Si alguien me pide la lección del año, me quedo con el aviso del colapso. Puede pasar. No es una distopía ni una serie de ciencia ficción. Lo hemos tenido cerca. Hemos visto el colapso sanitario frente a nuestras narices. Colapso sanitario significa tener que renunciar a luchar por la vida de algunos para preservar la de otros con mayores expectativas de supervivencia. Dolorosa matemática de la vida y la muerte para que gane la especie. Y eso pasó en casi todos los continentes en los días más duros, cuando los sanitarios se construían equipos de protección con lo que tenían más a mano, sin saber bien qué era el enemigo y viendo como ellos también caían sin tener protocolos claros ni un tratamiento eficaz.

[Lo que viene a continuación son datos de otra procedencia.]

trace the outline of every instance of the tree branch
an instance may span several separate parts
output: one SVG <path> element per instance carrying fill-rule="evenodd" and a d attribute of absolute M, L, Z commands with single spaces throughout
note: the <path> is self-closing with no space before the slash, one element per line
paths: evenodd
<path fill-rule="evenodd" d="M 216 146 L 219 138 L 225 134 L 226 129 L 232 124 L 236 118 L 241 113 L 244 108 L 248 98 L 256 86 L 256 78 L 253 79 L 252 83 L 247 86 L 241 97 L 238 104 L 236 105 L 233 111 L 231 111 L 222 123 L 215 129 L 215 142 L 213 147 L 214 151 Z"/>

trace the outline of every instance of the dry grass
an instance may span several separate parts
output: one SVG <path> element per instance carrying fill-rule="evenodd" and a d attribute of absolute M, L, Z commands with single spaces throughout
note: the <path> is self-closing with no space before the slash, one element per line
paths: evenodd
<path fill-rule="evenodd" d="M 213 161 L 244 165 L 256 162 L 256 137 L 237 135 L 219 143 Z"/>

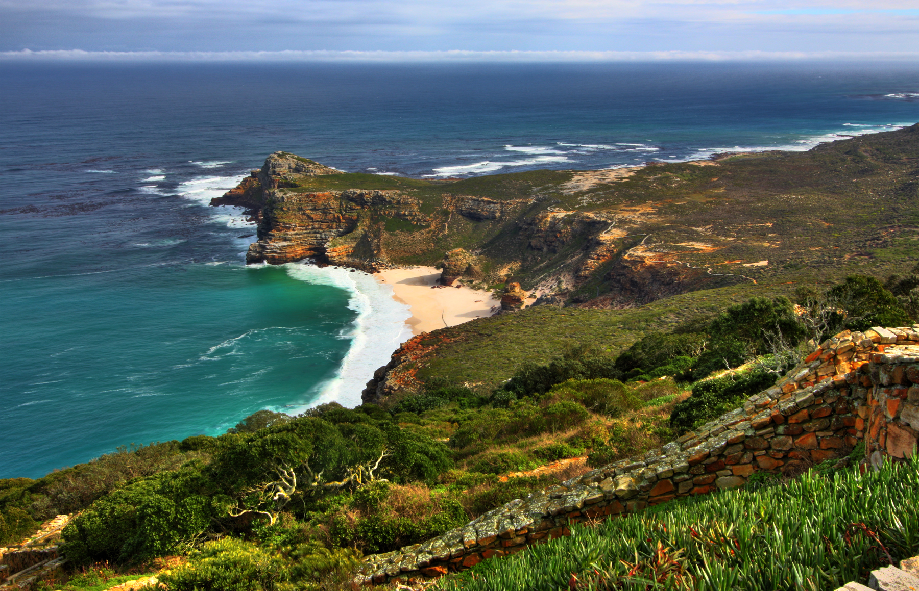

Hace años que los científicos alertan de que el planeta da síntomas de agotamiento, de que hemos acelerado los ciclos climáticos. Las advertencias suelen dar pie a sesudas y largas comisiones de debate que acaban en la redacción de agendas políticas globales a largo plazo asumidas con mucha pompa pero con la boca pequeña, porque el margen de acción temporal siempre es amplio. Kioto o París dan nombre a acuerdos bien intencionados que nadie termina de creerse, a pesar del aumento del nivel del mar, de las imágenes del deshielo de los casquetes polares o de la recurrencia de catastróficas tempestades en el Mediterráneo. Nos suena a exageración de profetas del fin del mundo y agoreros de la desgracia. Este 2020 hemos comprobado, sin embargo, que el colapso planetario es posible. La lección del año ha sido esa. Del mensaje del rey de España, tan profesional y solvente como falto de mensajes perdurables, dignos de un año especial, hablamos otro día. O quizá ni eso.